Branton is a village in South Yorkshire, England. It is about  east of Doncaster. At the 2011 census, it had a population of 1,992.

History
Branton is mentioned in the Domesday Book as belonging to Geoffrey Alselin as having 15 ploughlands, and a church. The name Branton derives from the Old English Brōm-tūn; the farmstead/town where the broom grew (or town among the broom). The village was formerly in the wapentake of Strafforth and Tickhill. In 1951, a farmer ploughing fields at Kilham Farm to the north east of the village, discovered fragments of pottery. The site has since been surveyed and documented as Romano-British pottery location which had several kilns, using the nearby River Torne for transport pottery away from Branton.

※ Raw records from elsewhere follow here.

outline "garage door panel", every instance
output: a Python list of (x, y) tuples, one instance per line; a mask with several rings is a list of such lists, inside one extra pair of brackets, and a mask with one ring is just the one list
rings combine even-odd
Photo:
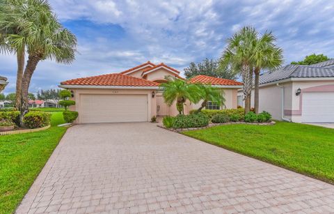
[(312, 92), (303, 94), (303, 122), (334, 123), (333, 109), (333, 92)]
[(81, 95), (81, 122), (116, 123), (148, 121), (147, 95)]

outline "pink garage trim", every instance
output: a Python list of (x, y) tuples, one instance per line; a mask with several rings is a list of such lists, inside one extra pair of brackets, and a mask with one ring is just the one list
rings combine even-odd
[(301, 89), (299, 95), (299, 109), (284, 109), (285, 116), (301, 116), (303, 110), (303, 93), (308, 92), (334, 92), (334, 85), (322, 85)]

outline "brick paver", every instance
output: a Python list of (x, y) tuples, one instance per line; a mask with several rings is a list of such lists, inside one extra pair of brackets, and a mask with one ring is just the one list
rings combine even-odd
[(334, 213), (334, 186), (148, 123), (70, 128), (17, 213)]

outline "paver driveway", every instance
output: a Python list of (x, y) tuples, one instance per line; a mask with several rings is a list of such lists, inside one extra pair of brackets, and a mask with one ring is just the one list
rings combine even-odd
[(334, 186), (143, 123), (70, 128), (25, 213), (331, 213)]

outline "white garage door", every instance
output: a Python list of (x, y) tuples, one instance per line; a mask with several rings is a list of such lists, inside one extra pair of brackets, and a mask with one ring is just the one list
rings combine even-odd
[(147, 95), (82, 94), (80, 122), (148, 121)]
[(303, 93), (302, 122), (334, 123), (334, 92)]

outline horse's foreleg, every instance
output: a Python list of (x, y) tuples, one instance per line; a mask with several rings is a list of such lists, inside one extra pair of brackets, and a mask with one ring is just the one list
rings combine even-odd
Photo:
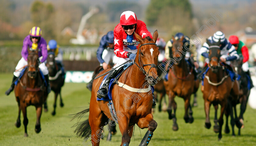
[[(188, 123), (189, 121), (189, 118), (190, 118), (190, 120), (192, 120), (192, 119), (193, 118), (193, 117), (192, 117), (192, 115), (190, 115), (190, 117), (189, 118), (188, 116), (188, 109), (190, 107), (190, 97), (188, 96), (187, 97), (185, 97), (184, 98), (184, 101), (185, 101), (185, 114), (184, 115), (184, 120), (185, 120), (185, 122), (186, 123)], [(190, 110), (191, 110), (192, 111), (192, 110), (191, 110), (191, 108), (189, 108)], [(193, 121), (194, 121), (194, 118), (193, 119)], [(190, 122), (192, 121), (191, 123), (192, 123), (192, 122), (193, 122), (192, 121), (190, 121)]]
[(20, 100), (18, 101), (18, 106), (19, 107), (19, 111), (18, 112), (18, 118), (17, 119), (16, 122), (15, 122), (15, 126), (17, 128), (19, 128), (20, 127)]
[(28, 123), (28, 119), (27, 116), (27, 107), (25, 107), (24, 104), (20, 104), (20, 107), (21, 110), (22, 111), (22, 114), (23, 114), (23, 124), (24, 125), (24, 129), (25, 130), (25, 133), (24, 133), (24, 137), (27, 137), (28, 135), (27, 131), (27, 126)]
[(56, 109), (56, 102), (57, 100), (57, 97), (58, 96), (58, 92), (57, 91), (54, 92), (54, 102), (53, 103), (53, 111), (52, 112), (52, 115), (53, 116), (55, 115)]
[(63, 104), (63, 102), (62, 101), (62, 97), (61, 97), (61, 93), (60, 93), (61, 91), (61, 90), (59, 90), (59, 100), (60, 101), (60, 107), (62, 107), (64, 106), (64, 104)]
[(211, 127), (211, 122), (210, 121), (210, 107), (211, 106), (211, 102), (207, 100), (204, 99), (204, 111), (205, 112), (205, 123), (204, 127), (207, 129)]
[(37, 133), (39, 133), (41, 131), (41, 124), (40, 123), (40, 119), (41, 118), (41, 115), (42, 115), (42, 110), (43, 108), (42, 106), (36, 107), (36, 110), (37, 112), (37, 121), (36, 123), (36, 126), (35, 128), (35, 131)]
[(172, 108), (173, 108), (172, 104), (174, 102), (175, 95), (174, 93), (171, 91), (169, 91), (168, 95), (169, 97), (169, 103), (168, 104), (168, 107), (167, 108), (167, 112), (169, 114), (169, 119), (171, 119), (173, 117), (172, 115)]
[(221, 132), (222, 131), (222, 126), (223, 125), (223, 115), (227, 107), (227, 101), (223, 101), (221, 104), (221, 109), (220, 111), (220, 116), (219, 120), (219, 135), (218, 135), (219, 140), (220, 140), (222, 137)]
[(213, 131), (215, 133), (218, 133), (219, 131), (219, 126), (218, 125), (218, 119), (217, 118), (217, 114), (218, 111), (218, 105), (214, 106), (214, 126), (213, 127)]
[(148, 128), (140, 143), (139, 146), (148, 145), (153, 136), (153, 132), (156, 128), (157, 123), (153, 119), (153, 116), (151, 114), (148, 114), (144, 118), (140, 119), (137, 123), (139, 127), (142, 129)]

There is a primary school in the village, named St Wilfrid's, which was rated as Good by Ofsted in 2019. There is a post office, grocer, newsagent, butcher and pub in the village. There used to be a chapel and a church but these have been demolished. The pub is called the Three Horseshoes, and was renovated in 1907. A frequent bus service connects the village with Cantley and Doncaster.

The Yorkshire Wildlife Park is immediately to the south of the village; it is bounded to the east by the River Torne, and to the west by the M18 motorway, which separates it from Cantley.

Governance 
Branton is in the parliamentary constituency of Don Valley, and in the civil parish of Cantley with Branton.